Where is India right now?
India in Badminton has many role models today. Over the last decade we had 3 Olympic medals, 12 world championships medals, 2 Uber Cup bronze and now the Thomas Cup gold, amongst other feats. We have two excellent academies -Gopichand Academy and the Prakash Padukone Academy- that have over the years given us the best talent the country has ever seen. The Government is slowly and steadily increasing our sports budget over the years, and the Ministry of Youth Affairs and Sports is playing a very active role in developing sports in the country. The private investment in the country in sports is also increasing every year. Non-profit organisations like Go Sports and Olympic Gold Quest have worked tremendously hard for the last decade to raise money for a whole lot of Badminton players and athletes from other sports. India is slowly finding it’s feet in various other sports as a podium contender besides cricket., thanks to all of these efforts.

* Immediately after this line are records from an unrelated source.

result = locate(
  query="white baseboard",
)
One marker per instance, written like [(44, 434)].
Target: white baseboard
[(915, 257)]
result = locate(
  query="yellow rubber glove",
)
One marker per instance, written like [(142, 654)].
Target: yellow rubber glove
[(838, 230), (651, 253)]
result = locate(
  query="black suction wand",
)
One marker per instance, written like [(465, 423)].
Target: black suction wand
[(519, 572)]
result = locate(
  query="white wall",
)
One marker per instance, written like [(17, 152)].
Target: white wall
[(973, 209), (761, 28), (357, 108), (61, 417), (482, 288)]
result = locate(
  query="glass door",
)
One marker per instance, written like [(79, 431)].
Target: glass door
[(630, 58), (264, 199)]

And yet, Rohit, a 11 year old boy from a village in India has a slim chance of becoming a world champion. Badminton cannot be dependent on only two academies for creating world champions . We need to focus on creating awareness about sports and incentives that exist amongst rural and urban parents and our government school system. In the last few years if you look at the the numbers in terms of participation in district, state level, national level tournaments the numbers have gone up by a 50%. Saying this we need an equal number of coaches and sports scientists growing in the country at the same rate. For the longest of time India has relied on foreign coaches. I believe that it is a mistake. We need more investment and incentives to build world-class coaches in the country. We need to invest in creating cohorts of hundreds of coaches and sports scientists in the country. For this we need the infrastructure, funds and the academic expertise to be pulled in for both coaching and sports science. For the past few years most of the money spent by all the major players in the country has been majorly invested in athlete development, we need to make an equal or more investment in developing the eco-system as a whole, which will invariably help the athlete too.
India needs to develop rural sports infrastructure, coaches, sports scientists , build community sports models that can be self-sufficient. We need to incentivise the club culture, develop district, state, national level leagues in the sport. The Badminton Association of India, the private sector, the government, the athletes, the coaches all will have to play a major role in this. Manipur is a great example of how a state with the least public or private investment has been the most successful state in sports in the country. Finally we as a people need to show up in the stadiums cheering our athletes at every level of competition, and pick up a racket and just play.
We have done so well to get where we are today in Badminton. But we need to make the journey from here to becoming the next powerhouse (or even better) than Indonesia and China in the sport. Until we build the right eco-system for the sport to flourish in India, most of our sporting achievements will remain a selfish endeavour, limited to impact the individual. To go from ‘They Won’ to ‘We won’ it will take a massive vision, resolve, political will, partnerships, funding, patience and persistence. I am sure we can do this, our Thomas Cup team has showed what we are capable of if we really work as a team.
My life’s mission is to prove Fran wrong.
Because unlike Fran, “I love sports.”